Compte tenu de la réalité de la pauvreté généralisée dans un pays doté d’une richesse énorme en ressources naturelles, il n’est pas étonnant que les pauvres et les démunis en viennent à la violence. Ils ont perdu confiance envers les dirigeants qui les ont abandonnés pour devenir le garde-chiourme des mêmes chefs d’entreprise qui ont bénéficié de l’apartheid.

«En l’absence d’une forte organisation politique valable, les communautés considèrent que la violence est le seul langage que les dirigeants puissent entendre», affirme Jay Naidoo, secrétaire général constitutif de la COSATU et ministre pour le développement sous Nelson Mandela.

La leçon de la tragédie de Marikana est que la nouvelle classe dirigeante politique n’hésitera pas à utiliser la puissance de l’État, notamment la police et le système judiciaire, pour faire respecter les intérêts des entreprises au détriment de la classe ouvrière. Cette approche étroite et égoïste n’augure rien de bon pour l’avenir.

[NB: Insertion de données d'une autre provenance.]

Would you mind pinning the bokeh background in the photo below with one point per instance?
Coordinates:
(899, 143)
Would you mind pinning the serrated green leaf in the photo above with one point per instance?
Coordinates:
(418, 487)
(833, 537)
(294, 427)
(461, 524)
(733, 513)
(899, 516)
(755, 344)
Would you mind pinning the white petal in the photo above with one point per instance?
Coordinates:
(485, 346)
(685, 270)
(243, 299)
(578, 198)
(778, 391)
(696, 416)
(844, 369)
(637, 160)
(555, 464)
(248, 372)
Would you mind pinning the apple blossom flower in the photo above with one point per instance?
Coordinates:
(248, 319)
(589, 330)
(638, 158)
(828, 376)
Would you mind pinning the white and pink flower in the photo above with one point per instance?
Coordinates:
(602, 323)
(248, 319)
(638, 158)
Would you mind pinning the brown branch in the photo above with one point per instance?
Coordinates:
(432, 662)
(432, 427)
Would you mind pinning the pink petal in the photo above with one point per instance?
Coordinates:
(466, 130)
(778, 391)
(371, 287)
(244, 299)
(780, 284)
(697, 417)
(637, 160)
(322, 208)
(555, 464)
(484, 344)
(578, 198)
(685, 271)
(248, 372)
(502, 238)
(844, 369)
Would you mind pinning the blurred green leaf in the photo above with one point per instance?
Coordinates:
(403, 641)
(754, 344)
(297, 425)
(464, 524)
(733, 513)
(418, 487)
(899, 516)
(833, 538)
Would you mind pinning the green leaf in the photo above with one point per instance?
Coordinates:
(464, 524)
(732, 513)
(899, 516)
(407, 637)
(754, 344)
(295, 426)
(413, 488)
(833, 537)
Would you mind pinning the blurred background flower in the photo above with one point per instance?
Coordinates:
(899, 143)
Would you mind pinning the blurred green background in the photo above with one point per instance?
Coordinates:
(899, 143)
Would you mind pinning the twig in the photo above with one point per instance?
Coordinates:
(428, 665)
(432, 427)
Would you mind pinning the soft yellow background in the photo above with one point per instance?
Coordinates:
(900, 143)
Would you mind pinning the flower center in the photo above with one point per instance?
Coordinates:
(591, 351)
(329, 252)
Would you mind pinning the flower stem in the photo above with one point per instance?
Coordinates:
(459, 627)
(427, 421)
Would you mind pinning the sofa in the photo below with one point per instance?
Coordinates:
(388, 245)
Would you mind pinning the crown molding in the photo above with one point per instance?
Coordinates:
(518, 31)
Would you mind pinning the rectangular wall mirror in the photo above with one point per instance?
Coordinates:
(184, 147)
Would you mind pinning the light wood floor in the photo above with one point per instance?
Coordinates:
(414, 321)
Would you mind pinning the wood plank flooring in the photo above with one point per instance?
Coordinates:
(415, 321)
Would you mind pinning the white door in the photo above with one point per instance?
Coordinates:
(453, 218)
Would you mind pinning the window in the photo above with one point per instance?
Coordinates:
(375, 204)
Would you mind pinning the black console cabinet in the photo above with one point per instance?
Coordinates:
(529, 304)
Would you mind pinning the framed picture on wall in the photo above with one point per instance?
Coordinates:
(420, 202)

L’Afrique du Sud est à un carrefour. Si elle ne cherche pas un nouveau contrat social qui donne une participation de la majorité noire dans le système, elle continuera sur la voie de l’inégalité et de la violence.

Francis Nesbitt Njubi, collaborateur du «Foreign Policy in Focus» est un professeur d’études africaines à l’Université d’Etat de San Diego. Il est l’auteur de «Race for sanctions» et a publié de nombreux chapitres de livres et des articles dans des revues spécialisées.